Page MenuHomePhabricator

Improve TextMatchEditCheck performance
Closed, ResolvedPublic

Description

From @Esanders :

With the small set of checks currently setup on enwiki, this is already causing typing lagging on long articles, e.g.
https://en.wikipedia.org/w/index.php?title=Moon&veaction=edit&ecenable=2
Moon - Wikipedia (325 kB)

It takes about 500ms for all the checks to run on my machine, which is too high for an onDocumentChange check

I think the forEachRunOfContent is slowing us down a little bit, but it isn't the bottleneck: 700ms locally, vs 500ms if I just search the entire document. If we just avoid \n in the search result that would have the same effect (not allowing multi-paragraph matches) (edited)
But the main problem is that doing 10 million Set.has calls is slow

Possible approaches:

  • Go back to building a regex - might be hard to support locale case insensitivity - will need to do some escaping (RegExp.escape polyfill)
  • Use Aho-Corasick: https://github.com/BrunoRB/ahocorasick Seems to build character based tables, so could possible be modified for case/local case insensitivity

Testing on the same example as above (local 450k doc with 100 words):

  • Regex: ~20ms
  • Aho-Corasick: ~50ms

Event Timeline

Hmm I think building normalizedQuery is the slow part of ve.dm.Document#findText. On a 90k article, I'm seeing a 5000-element Set search with caseSensitiveString: true being twice as fast as caseSensitiveString: false.

It's also wasteful that we recalculate the matches for every run of text, each time the user changes a single run of text.

Change #1212666 had a related patch set uploaded (by Divec; author: Divec):

[VisualEditor/VisualEditor@master] WIP: Separate out text logic from ve.dm.Document#findText

https://gerrit.wikimedia.org/r/1212666

Hmm I think building normalizedQuery is the slow part of ve.dm.Document#findText. On a 90k article, I'm seeing a 5000-element Set search with caseSensitiveString: true being twice as fast as caseSensitiveString: false.

It's also wasteful that we recalculate the matches for every run of text, each time the user changes a single run of text.

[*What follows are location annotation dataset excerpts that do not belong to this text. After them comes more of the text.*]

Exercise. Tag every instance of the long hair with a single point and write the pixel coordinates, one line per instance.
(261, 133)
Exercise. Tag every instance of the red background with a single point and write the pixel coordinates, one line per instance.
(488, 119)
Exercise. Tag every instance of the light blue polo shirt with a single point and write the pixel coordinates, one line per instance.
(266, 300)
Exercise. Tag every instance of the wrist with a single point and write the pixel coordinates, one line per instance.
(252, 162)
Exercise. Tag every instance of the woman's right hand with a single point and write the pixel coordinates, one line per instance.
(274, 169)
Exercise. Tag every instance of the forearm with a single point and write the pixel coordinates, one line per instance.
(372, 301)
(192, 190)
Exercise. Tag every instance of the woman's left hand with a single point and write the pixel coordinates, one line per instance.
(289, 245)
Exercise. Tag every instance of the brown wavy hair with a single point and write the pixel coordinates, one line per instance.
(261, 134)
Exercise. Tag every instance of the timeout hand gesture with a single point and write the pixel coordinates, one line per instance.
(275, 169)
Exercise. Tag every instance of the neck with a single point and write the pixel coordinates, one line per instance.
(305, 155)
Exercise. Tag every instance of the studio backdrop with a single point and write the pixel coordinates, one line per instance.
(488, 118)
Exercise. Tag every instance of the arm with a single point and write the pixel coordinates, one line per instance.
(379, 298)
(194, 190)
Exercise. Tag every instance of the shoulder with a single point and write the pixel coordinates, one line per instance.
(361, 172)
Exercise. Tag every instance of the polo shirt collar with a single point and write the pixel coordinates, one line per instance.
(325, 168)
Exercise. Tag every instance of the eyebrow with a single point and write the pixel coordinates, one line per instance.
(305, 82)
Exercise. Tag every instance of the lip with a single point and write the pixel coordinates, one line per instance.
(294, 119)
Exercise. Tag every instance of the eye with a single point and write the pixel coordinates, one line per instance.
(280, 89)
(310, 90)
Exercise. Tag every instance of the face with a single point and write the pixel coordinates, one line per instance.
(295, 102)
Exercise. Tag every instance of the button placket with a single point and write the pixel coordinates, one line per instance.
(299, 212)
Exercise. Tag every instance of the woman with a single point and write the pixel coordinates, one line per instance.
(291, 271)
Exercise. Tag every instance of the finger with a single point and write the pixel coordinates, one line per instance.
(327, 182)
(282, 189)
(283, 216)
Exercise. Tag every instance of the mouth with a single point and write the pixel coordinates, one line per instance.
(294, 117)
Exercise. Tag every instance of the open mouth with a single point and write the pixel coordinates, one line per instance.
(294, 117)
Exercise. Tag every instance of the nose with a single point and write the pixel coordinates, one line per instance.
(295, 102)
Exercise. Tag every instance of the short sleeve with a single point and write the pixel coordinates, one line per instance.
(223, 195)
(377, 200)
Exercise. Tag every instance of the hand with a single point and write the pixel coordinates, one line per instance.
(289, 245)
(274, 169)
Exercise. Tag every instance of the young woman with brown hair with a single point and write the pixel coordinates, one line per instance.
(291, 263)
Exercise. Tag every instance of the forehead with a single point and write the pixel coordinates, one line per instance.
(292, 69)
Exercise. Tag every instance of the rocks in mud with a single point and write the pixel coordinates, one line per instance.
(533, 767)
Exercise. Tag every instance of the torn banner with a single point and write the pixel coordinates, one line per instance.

I think these optimisations aren't even necessary if we switch to a concatenated regex, as that runs in 20ms on a massive article.

The above refactor introduces SetTextFinder, which avoids having to rebuild normalizedQuery on every single call to ve.dm.Document#findText. It also introduces MemoizedTextFinder, which avoids rechecking the same runs of text on each document update, making it faster even than the RegExp method. Here are some rough timings on a 90k article:

> function time( callback ) {
>         start = performance.now();
>         callback();
>         return performance.now() - start;
> }     
> doc = ve.init.target.surface.model.documentModel;
> manyWords = new Set( Object.keys( Array( 1e6 ).fill() ) );
Set(1000000) {'0', '1', '2', '3', '4', …}
> time( () => doc.findText( manyWords ) );
1059.0999999940395
> time( () => doc.findText( manyWords, { caseSensitiveString: true } ) );
45.19999999552965
> s = new ve.dm.SetTextFinder( manyWords );
> time( () => doc.findText( s ) );
38.899999998509884
> m = new ve.dm.MemoizedTextFinder( s );
> time( () => doc.findText( m ) );
46.5
> time( () => doc.findText( m ) );
5.899999998509884

I think these optimisations aren't even necessary if we switch to a concatenated regex, as that runs in 20ms on a massive article.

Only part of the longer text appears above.